ブナの新緑の頃、ヤシオが満開の頃もお勧めとか・・・友人に聞きました。

☆コース紹介マップ
   

 
 

<参考コースタイム>

◆行程時間:行き1時間40分 帰り1時間20分(ゆっくりと観察しながら)
◆登山形式:周回登山

<見所>
山頂は展望が開け、雄大な御嶽山をはじめ乗鞍岳、恵那山、御前山、小秀山が望め、5月中頃には、南尾根コース上でアカ・シロヤシオが楽しめます。

<注意点>

  • ブナの木コース2.3Km、南尾根コース2.7Km、どちらを登り下りにとっても大差はありません。
  • 落葉の時期は道が分かりにくくなりますので慎重に。

<アプローチ>

岐阜市からは関ー金山線を利用し41号線に入り「ドライブイン飛山」を過ぎたらすぐ左折して256号線を走って郡上方面へ。
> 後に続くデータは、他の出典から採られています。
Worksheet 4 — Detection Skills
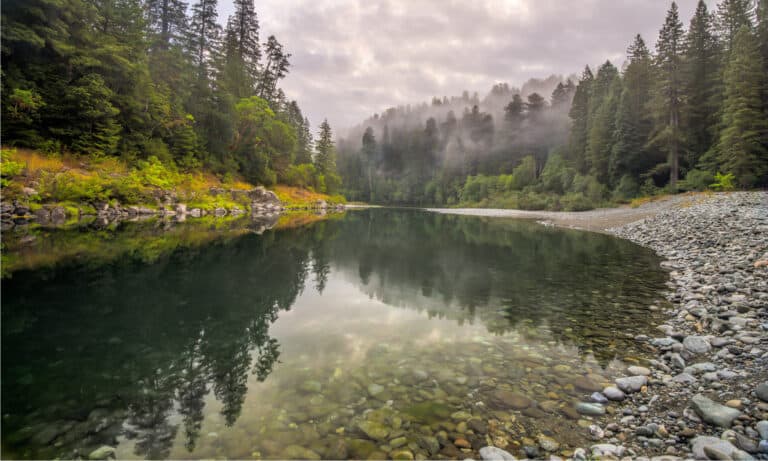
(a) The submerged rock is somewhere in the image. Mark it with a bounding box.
[614,376,648,394]
[691,394,741,427]
[480,446,517,461]
[88,445,115,459]
[576,402,605,416]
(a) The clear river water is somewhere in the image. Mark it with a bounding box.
[2,209,667,459]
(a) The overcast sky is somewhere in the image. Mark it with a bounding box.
[219,0,713,131]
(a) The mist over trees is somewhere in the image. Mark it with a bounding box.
[338,0,768,210]
[2,0,339,192]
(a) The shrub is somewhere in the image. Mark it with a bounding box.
[709,173,736,192]
[512,155,536,190]
[613,175,640,202]
[678,170,715,191]
[560,192,595,211]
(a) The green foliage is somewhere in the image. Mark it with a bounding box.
[709,173,736,192]
[710,26,768,187]
[613,174,640,202]
[0,0,338,196]
[680,169,715,191]
[0,150,24,187]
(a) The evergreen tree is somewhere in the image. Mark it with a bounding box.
[144,0,187,50]
[683,0,720,170]
[714,25,768,187]
[717,0,752,51]
[568,66,594,172]
[610,34,653,183]
[224,0,261,99]
[362,126,380,203]
[586,61,621,184]
[188,0,221,80]
[315,120,336,175]
[650,2,684,191]
[257,35,291,101]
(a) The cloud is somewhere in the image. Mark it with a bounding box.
[219,0,712,131]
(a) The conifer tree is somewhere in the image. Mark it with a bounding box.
[568,66,594,173]
[610,34,653,183]
[714,25,768,187]
[650,2,684,191]
[315,120,336,175]
[586,61,621,184]
[683,0,720,169]
[717,0,753,51]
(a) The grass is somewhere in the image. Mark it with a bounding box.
[274,185,346,208]
[0,148,344,213]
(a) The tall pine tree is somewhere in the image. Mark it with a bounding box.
[568,66,594,173]
[683,0,721,170]
[651,2,684,191]
[714,25,768,187]
[610,34,656,182]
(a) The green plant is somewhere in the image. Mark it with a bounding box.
[709,173,736,192]
[678,170,715,191]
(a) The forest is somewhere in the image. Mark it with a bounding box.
[2,0,340,193]
[338,0,768,210]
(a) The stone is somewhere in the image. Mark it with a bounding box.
[672,373,698,384]
[576,402,605,416]
[357,421,389,440]
[453,438,472,448]
[451,411,472,421]
[590,443,625,459]
[603,386,627,402]
[368,383,384,397]
[88,445,115,459]
[627,365,651,376]
[479,446,517,461]
[389,436,408,448]
[683,335,712,354]
[691,394,741,428]
[755,420,768,440]
[691,435,736,459]
[614,376,648,394]
[536,434,560,452]
[493,389,533,410]
[299,379,323,394]
[418,435,440,456]
[755,381,768,402]
[571,376,603,392]
[390,449,413,461]
[282,445,321,460]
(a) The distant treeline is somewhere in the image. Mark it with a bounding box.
[339,0,768,209]
[2,0,339,192]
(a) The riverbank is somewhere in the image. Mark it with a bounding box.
[0,148,345,230]
[432,192,768,459]
[427,193,708,232]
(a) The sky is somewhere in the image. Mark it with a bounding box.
[219,0,713,134]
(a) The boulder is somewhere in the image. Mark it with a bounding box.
[614,375,648,394]
[480,446,517,461]
[683,336,712,354]
[691,436,740,459]
[691,394,741,428]
[755,381,768,402]
[51,206,67,223]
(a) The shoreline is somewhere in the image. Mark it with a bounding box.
[424,194,708,233]
[438,192,768,460]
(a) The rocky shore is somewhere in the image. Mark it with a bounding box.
[592,192,768,459]
[481,192,768,460]
[0,187,343,230]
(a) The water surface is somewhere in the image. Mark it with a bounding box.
[2,209,666,459]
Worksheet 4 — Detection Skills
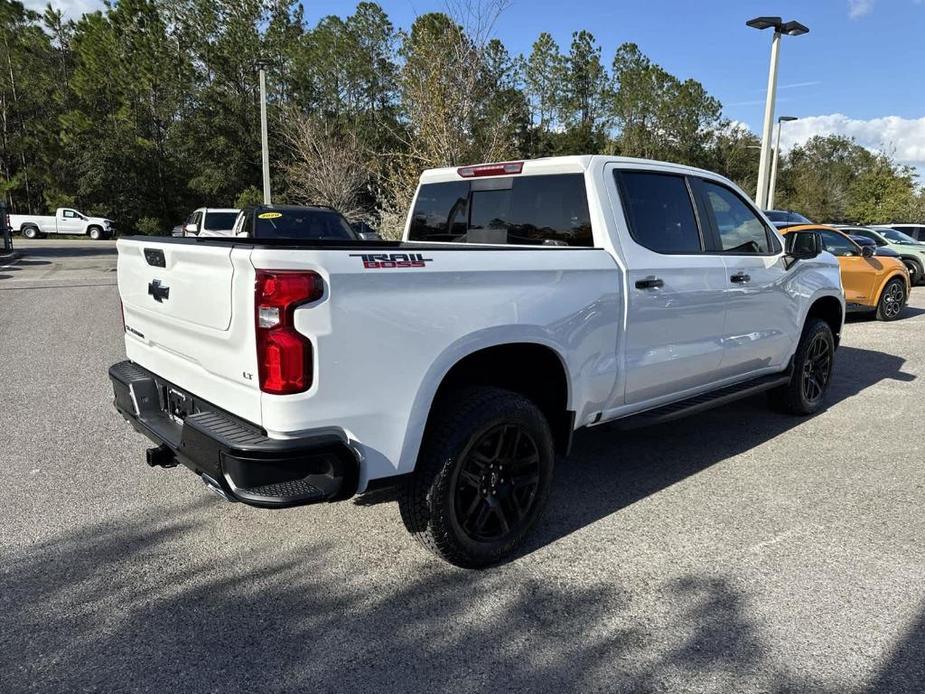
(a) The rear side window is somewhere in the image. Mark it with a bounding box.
[702,181,772,255]
[409,174,594,246]
[202,212,238,231]
[614,171,702,253]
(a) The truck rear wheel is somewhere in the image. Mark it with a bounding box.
[768,318,835,415]
[399,387,555,568]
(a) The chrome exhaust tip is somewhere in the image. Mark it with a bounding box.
[145,443,177,467]
[199,472,237,502]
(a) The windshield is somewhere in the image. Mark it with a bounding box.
[202,212,238,231]
[883,229,918,243]
[253,207,356,241]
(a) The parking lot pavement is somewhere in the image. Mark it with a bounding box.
[0,241,925,692]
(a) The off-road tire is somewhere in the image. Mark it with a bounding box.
[768,318,835,416]
[877,277,909,321]
[398,387,555,568]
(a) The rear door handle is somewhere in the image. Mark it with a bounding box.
[636,275,665,289]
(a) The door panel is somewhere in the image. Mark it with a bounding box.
[625,254,726,405]
[722,256,801,377]
[605,166,726,406]
[692,179,799,378]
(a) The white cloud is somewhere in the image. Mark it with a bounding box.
[23,0,103,19]
[848,0,875,19]
[781,113,925,179]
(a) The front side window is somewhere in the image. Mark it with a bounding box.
[883,229,917,243]
[703,181,772,254]
[819,229,861,257]
[409,174,594,247]
[615,171,703,253]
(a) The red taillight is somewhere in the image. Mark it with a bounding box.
[254,270,324,395]
[456,161,524,178]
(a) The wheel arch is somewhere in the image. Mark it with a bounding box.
[803,294,845,349]
[872,267,912,308]
[398,338,575,472]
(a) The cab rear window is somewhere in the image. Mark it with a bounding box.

間瀬川に沿って「岩屋ダム」方面へ向かいます。馬瀬大橋で「飛騨金山の森」と「美輝の里」との分岐で「飛騨金山の森」へ。あとは道なり。金山の森を過ぎてしばらく走ると「簗谷山登山道」と書かれたりっぱな案内板が立っています。橋を渡って簗谷林道を突きあたりまで走ると登山口。7〜8台駐車可。

<日帰り温泉>


道中の256号線沿いにあります。